The result was contrary to our supposition that the antibody response would increase with increase in age at the time of vaccination because the lower MDA level would not interfere with active immunization with the FMD vaccine. The reasons underlying this unexpected result seem elusive, but this finding might be attributable to the body weight of pigs at the time of vaccination. The biggest change in the weight of piglets occurs at an early stage, when piglets grow from a weight of 1–2 kg to approximately 10 kg within a month and the next 10-fold increase takes more than 5 months [3]. At 8 weeks of age, pigs weigh less than those at later weeks of age. If the pigs receive the same dose of the vaccine, the functional vaccine dose per body unit mass would be much higher in the younger pigs with lesser body weight and could cause an overdose effect [6, 7]. Some researchers postulate that MDAs do not always interfere with the development of inactivated vaccine-induced immunity. The reasons for this are, however, not clear and given the complexity of the immune response, particularly the dynamic nature of the immune system in a rapidly developing animal, it is not surprising that contradictory data have been obtained [5]. Besides, a previous report revealed that the DOE adjuvanted vaccines could induce an antibody response even in the high level of MDA presence (A. Dekker, presented at the symposium on the global control of FMD–Tools, ideas and ideals–Erice, Italy, 14 to 17 October 2008). In the current study, the antibody response continued to increase up to 20 or 24 weeks, regardless of vaccination time. The serological response pattern in the current study differed from that in a previous study wherein pigs without vaccination history exhibited an antibody response that peaked within 1 month after vaccination and then waned slowly [1]. In the current study, even groups III and IV with a low MDA level (8.9 and 6.6% seroprevalence, respectively) exhibited increasing antibody levels up to 20 or 24 weeks, rather than an immediate increase in the antibody level within 1 month after vaccination. The finding that group I showed higher seroprevalence than the other groups, indicates that the vaccination time needs not to be delayed until the MDA level decreases sufficiently. Early vaccination at 8 weeks could also help avoid a gap in immunity due to late vaccination, for example, at 12 or 16 weeks.

Although vaccination at the age of 8 weeks led to better seroprevalence than that in other groups, pigs that had been immunized once with the current vaccine did not achieve the antibody level required for protection against FMDV. The PrioCHECK FMDV Type O ELISA is known to have sufficient sensitivity for the detection of type O FMDV antibodies in vaccinated pigs, based on its high consistency with the results of the virus neutralization test [2]. To achieve complete protection of pigs at the herd level, the seroprevalence in pigs should be maintained at least at more than 80% because it is generally considered that vaccination of not less than 80% of the herd is necessary to provide herd immunity [4]. In this regard, double vaccination is necessary to completely protect pigs from FMDV infection with the current FMD bivalent vaccine. However, the age of 8 weeks can be considered as the optimal age for piglet vaccination if the booster is unavailable because of several realistic reasons. Although the results are paradoxical considering general theoretical perspectives, they are of practical value to researchers as they have been proven by empirical study performed under field conditions.

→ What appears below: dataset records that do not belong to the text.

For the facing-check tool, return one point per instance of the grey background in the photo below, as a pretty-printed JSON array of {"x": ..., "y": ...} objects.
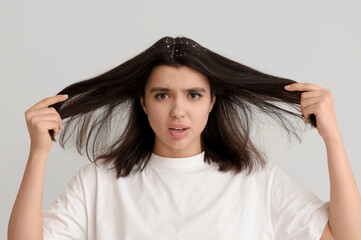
[{"x": 47, "y": 45}]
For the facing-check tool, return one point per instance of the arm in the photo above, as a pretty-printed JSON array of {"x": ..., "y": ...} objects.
[
  {"x": 345, "y": 202},
  {"x": 26, "y": 216}
]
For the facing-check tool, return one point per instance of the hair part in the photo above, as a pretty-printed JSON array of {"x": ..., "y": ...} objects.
[{"x": 239, "y": 90}]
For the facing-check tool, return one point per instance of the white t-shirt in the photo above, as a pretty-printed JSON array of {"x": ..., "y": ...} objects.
[{"x": 184, "y": 198}]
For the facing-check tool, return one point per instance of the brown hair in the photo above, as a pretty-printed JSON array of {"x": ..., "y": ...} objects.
[{"x": 226, "y": 137}]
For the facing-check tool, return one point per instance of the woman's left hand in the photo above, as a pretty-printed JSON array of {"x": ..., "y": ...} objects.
[{"x": 318, "y": 101}]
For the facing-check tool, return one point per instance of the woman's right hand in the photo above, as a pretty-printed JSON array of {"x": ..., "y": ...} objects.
[{"x": 40, "y": 119}]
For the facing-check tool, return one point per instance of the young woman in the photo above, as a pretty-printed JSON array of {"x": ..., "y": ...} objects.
[{"x": 184, "y": 166}]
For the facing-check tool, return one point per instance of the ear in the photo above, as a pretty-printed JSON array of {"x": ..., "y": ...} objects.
[
  {"x": 213, "y": 100},
  {"x": 142, "y": 102}
]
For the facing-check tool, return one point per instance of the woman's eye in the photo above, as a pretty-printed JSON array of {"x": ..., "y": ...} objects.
[
  {"x": 161, "y": 96},
  {"x": 195, "y": 95}
]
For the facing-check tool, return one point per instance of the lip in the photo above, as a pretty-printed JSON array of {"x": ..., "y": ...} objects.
[
  {"x": 178, "y": 125},
  {"x": 178, "y": 135}
]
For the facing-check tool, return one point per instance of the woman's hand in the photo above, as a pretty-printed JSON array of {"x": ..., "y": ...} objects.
[
  {"x": 318, "y": 101},
  {"x": 40, "y": 119}
]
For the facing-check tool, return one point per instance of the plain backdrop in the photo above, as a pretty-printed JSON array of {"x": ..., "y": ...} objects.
[{"x": 47, "y": 45}]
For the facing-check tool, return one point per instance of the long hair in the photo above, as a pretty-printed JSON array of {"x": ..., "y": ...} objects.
[{"x": 93, "y": 105}]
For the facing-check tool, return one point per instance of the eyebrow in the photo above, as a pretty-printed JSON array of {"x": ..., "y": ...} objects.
[{"x": 161, "y": 89}]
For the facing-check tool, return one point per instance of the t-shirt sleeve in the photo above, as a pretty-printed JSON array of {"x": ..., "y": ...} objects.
[
  {"x": 67, "y": 216},
  {"x": 296, "y": 213}
]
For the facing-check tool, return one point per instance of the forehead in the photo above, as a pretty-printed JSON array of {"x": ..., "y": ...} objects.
[{"x": 168, "y": 76}]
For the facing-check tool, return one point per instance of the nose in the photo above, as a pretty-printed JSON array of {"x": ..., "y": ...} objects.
[{"x": 178, "y": 108}]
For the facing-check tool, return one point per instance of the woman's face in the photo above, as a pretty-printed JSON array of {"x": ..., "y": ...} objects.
[{"x": 177, "y": 102}]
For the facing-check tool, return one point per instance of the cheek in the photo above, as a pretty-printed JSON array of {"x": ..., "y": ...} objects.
[
  {"x": 156, "y": 117},
  {"x": 201, "y": 118}
]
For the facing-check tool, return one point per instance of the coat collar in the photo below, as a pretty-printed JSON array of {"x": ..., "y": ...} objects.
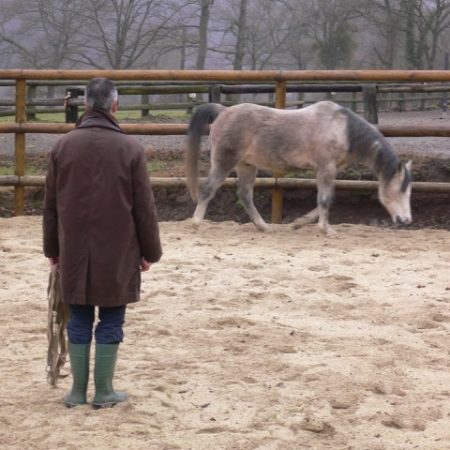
[{"x": 98, "y": 118}]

Although the mechanism by which the vaccine antigens avoid interference of MDAs and elicit stronger immunity at the earlier age remains elusive, further extensive study would provide in-depth information on the correlation between the MDA level and initial vaccination time. Furthermore, because the present study is confined to the use of a specific commercial vaccine, additional tests using commercial vaccines other than the Merial bivalent vaccine are required in the future.